Polio, or poliomyelitis, is a highly infectious disease caused by a virus. It invades the nervous system and can cause total paralysis in a matter of hours especially in children under the age of five.
Today, more than 150 countries have begun the switch to a different polio vaccine which health campaigners say, marks an important milestone towards polio eradication.
The new vaccine will target the two remaining strains of the virus under a switchover 18 months in the planning which includes dealing with a global stockpile of 100 million doses of vaccine targeting just type 2, built up as an insurance policy in case of any outbreak.
To disabuse the fears of many who believe previous supply of the vaccine will be destroyed, the World Health Organization has denied some media reports that “millions” of doses of the old vaccine would need to be destroyed, by incineration or other approved means. Furthermore, WHO director of polio eradication, Michel Zaffran, says, “Some will need to be destroyed – but this will be a few vials, not trucks full of vaccine.”

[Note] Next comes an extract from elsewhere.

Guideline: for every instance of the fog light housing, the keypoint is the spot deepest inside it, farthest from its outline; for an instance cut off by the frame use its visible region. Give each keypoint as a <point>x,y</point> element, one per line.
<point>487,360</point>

This is because a weakened version of the of type 2 polio virus will be excluded from the new improved polio vaccine which was eradicated in 1999.
Dr Stephen Cochi, from the US-based Centers for Disease Control (CDC), says, “The current vaccine contains live weakened virus relating to three types of polio. But we don’t need the type 2 component, as it’s not in the world any longer and in very rare cases, it can mutate and lead to polio, through what’s called ‘circulating vaccine-derived’ virus.”
“So removing type 2 from the vaccine takes away that risk – and ensures we have a vaccine which will work better dose by dose.”
Thousands of people will monitor the changeover in 155 countries during the next fortnight and it is taking effect mainly in developing countries, but also in richer ones such as Russia and Mexico.
The new vaccine will still be given as drops in the mouth, so healthcare workers will not need fresh training.
Switching the vaccine from one successfully used to fight polio for more than 30 years is a huge logistical exercise in sustaining health. Indicators show that there were just 74 cases of the paralysing disease in 2015 and there have been 10 so far, this year.
Africa has been free of polio for more than a year.